BRASILIA (Reuters) – Brazil’s central bank signaled on Tuesday that a majority of its policymakers see a possibility of initiating a “parsimonious” rate cut at its next meeting in August, provided that a more benign inflation scenario is consolidated, while a minority adopts a more cautious stance.
The minutes of the meeting held between June 20-21, when the rate-setting committee known as Copom kept the benchmark rate at 13.75% for the seventh consecutive time, revealed a divergence of opinions regarding the signaling of future steps.
“The prevailing assessment was that the continuation of the ongoing disinflationary process, with its consequent impact on expectations, may allow the necessary confidence to be built up to start a parsimonious process of inflection at the next meeting,” said the minutes.
Although it adopted a more moderate tone by excluding the possibility of rate hikes from its policy statement, the central bank refrained from signaling monetary easing at its next meeting in August last week, pointing instead to a data-dependent stance.

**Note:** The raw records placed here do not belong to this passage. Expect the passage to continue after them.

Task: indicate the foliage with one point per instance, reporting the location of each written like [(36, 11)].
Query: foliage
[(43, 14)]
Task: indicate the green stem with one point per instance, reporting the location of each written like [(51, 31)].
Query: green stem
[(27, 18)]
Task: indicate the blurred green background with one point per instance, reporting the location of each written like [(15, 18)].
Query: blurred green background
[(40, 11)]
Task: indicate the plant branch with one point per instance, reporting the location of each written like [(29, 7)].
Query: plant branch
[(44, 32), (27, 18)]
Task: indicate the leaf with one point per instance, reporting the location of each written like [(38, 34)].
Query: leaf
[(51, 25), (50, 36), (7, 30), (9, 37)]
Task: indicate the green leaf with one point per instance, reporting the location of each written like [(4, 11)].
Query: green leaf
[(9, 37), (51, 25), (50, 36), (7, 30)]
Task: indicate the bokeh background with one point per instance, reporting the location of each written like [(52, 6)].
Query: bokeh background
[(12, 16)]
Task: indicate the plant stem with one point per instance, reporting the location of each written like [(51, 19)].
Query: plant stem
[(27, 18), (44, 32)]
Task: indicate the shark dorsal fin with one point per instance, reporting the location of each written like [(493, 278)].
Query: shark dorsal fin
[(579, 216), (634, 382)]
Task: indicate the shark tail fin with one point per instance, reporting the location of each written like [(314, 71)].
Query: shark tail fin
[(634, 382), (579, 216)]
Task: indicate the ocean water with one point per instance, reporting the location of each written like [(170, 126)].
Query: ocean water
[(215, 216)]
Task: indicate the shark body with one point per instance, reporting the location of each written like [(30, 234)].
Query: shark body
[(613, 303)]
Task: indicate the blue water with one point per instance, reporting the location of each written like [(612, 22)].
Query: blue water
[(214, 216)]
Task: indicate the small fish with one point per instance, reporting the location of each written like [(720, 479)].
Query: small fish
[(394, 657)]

The communication drew criticism from President Luiz Inacio Lula da Silva, ministers, and some market participants, who expected a notable shift in the bank’s tone due to lower-than-expected inflation, a stronger currency, and easing inflation expectations.
In addition, future interest rates fell as Congress advanced the government’s new fiscal rules, seen as crucial to curb uncontrolled public debt after Lula’s increased social spending to fulfill campaign promises.
In the minutes, the bank pointed out that some members still support the need to observe a further decrease in long-term inflation expectations and more evidence of disinflation in the more cyclically sensitive components.
The central bank stressed in the minutes that inflation expectations declined slightly, but remain deanchored from official targets, partially due to the questioning about a possible change in future inflation targets, adding that “decisions that reanchor expectations can lead to faster disinflation.”
The National Monetary Council, consisting of the Finance Minister, Planning Minister, and central bank governor, will convene on Thursday to confirm the 3% inflation targets for 2024 and 2025, and set the official target for 2026.
Lula’s earlier push for higher inflation targets to ease monetary policy has lost momentum, with Finance Minister Fernando Haddad recently emphasizing the government’s inclination to adjust the timeline for achieving the goals, favoring a continuous approach over the current calendar year-based target.